PREVIOUS: Being Right #5b

SITE: “Side Taker. You fight – we decide who’s right.” FUN site

 

REVIEW
When there is a difference in taste, opinions, needs, goals…. between you & another person (or group) – it doesn’t automatically mean either you or they are wrong. Each one feels their version of events is the right one, & for each person it may be. YOU do not have to give up yours – just to keep the peace.

But ACoAs tend to hang out at the extremes – of everything – including disputes:
↘️ either thinking others are always right & we never are, discounting our own point of view altogether (co-dependent), OR
↗️ that our way of thinking & feeling is the only right one, discounting everyone else’s altogether (narcissist)

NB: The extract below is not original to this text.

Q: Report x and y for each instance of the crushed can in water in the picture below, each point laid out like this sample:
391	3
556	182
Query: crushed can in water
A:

In the previous set of posts we’re reminded to acknowledge & accept that everyone has their own angle on life & it’s never exactly like ours. So at the very least – we should consider what others have to say, seeing if they have a point – with can include something good we’ve never thought of! Then evaluate it in light of our experiences & personal preferences, & maybe agree with it – or not.

But when you express who you genuinely are & what you need / want —
— AND a parent / spouse / ‘friend’/ adult-child / boss…. gives you a hard time : strongly objects, tries to change you, tries to prevent you from pursuing or reaching a goal / attacks….
— you may feel angry, but deeper is sadness, frustration & loneliness.

UNHEALTHY
However, unless we’ve done a lot of our own FoO work with a sense of our True identity, then having an intense disagreement with someone – where they’re angry with us (we’re hurt & angry too), & especially if they’re using narcissistic ‘logic’ to prove their point, we ACoAs will buy whatever they’re selling – outright.

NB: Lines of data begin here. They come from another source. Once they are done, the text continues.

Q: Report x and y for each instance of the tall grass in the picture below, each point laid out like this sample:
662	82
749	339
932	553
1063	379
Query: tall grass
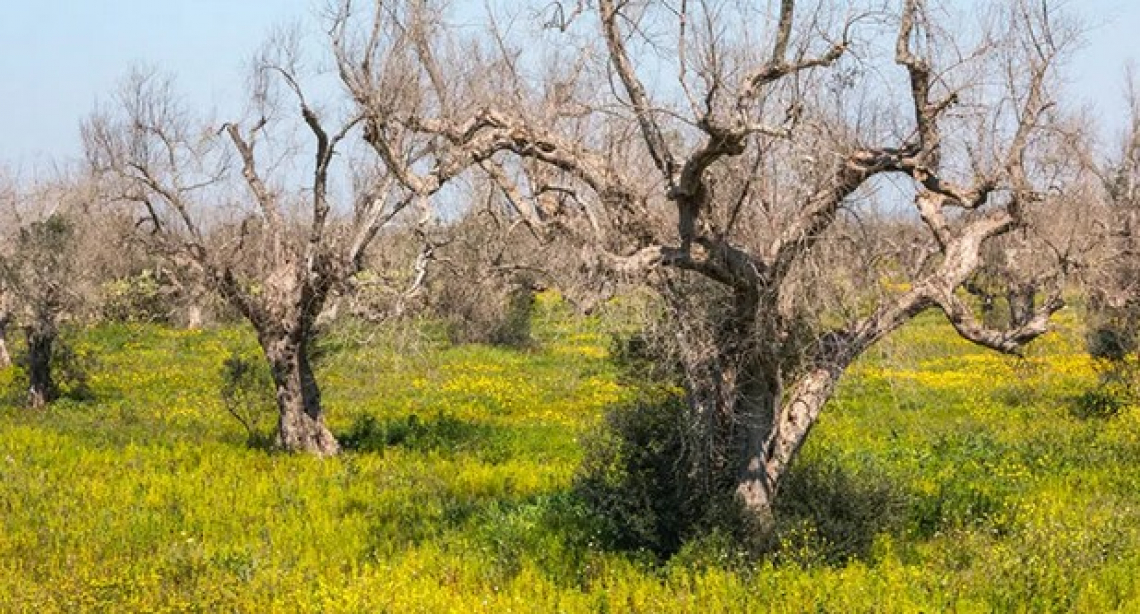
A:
943	477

● We’re left with the painful obsession about what just happened, which can go on for hours or days. We’re torn between outrage, fear & S-H. Was I right? or were they right? Should I apologize? What if it’s my fault? I can’t stand having someone angry at me…..
This kind of mental self-torture comes from not being clear about who we are (True Self) & fear of separation (abandonment), but most of all not knowing that we’re being abused & that we didn’t cause any of it !

If we stick around such people, without a strong UNIT (adult & good parent), our WIC is intimated & continually re-traumatized. If we engage, we’ll alternate between dragged-out verbal fights & folding in childish helplessness. (Excellent Article : “Gaslighting & Spite“).

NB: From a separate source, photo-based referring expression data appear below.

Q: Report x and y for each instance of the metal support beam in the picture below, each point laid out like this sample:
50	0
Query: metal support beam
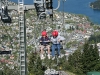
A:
22	27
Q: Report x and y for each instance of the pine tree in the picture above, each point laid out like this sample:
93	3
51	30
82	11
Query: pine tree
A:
35	65
90	58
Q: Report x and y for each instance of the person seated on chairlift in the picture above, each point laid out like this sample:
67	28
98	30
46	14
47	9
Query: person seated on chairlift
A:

🔶 Dealing with unhealed people is always very frustrating & painful. Even more so if you do have a modicum of mental health:
If you have the courage to object to any form of emotional abuse, or to something not done that should have been – usually because of passive- aggressiveness (insult her appearance, lie about where he was, forgot to buy an essential staple – again, didn’t pick up the kids, didn’t —– as promised)…..

……AND the problem-person refuses to admit any responsibility – or even a valid explanation – for their behavior, but always makes it your problem, putting all the blame on you…… (See post: “P-A comments“)
– you will find yourself greatly frustrated, but mostly aware of being powerless to get your needs met from such a person.

OUR unhealed REACTIONS
Holding in hurt & frustration, letting it pile up, & then exploding. ACoAs are afraid of conflict, but blowing up makes us feel worse than dealing with an issue while it’s still relatively small

• Blowing a small hurt or slight way out of proportion, & then reacting to that. Many times “Message received was not Message sent”. ACoAs hear some things thru the lens of family & school insults & bullying, so a casual remark can sound like a major insult

• Being defensive (over-explaining, denying, lying….), instead of considering the possible validity of the other person’s objection or point of view about us. ACoAs hate being caught in an imperfection, error or mess-up

• Refusing to even discuss a dispute, even if it’s presented in a reasonable way. Negative: because of feeling shame, guilt or arrogance (“not me!”)
Positive: from knowing that no matter what you say, you’re not going to be heard, they’re going to get nasty, or you’ll always be made wrong.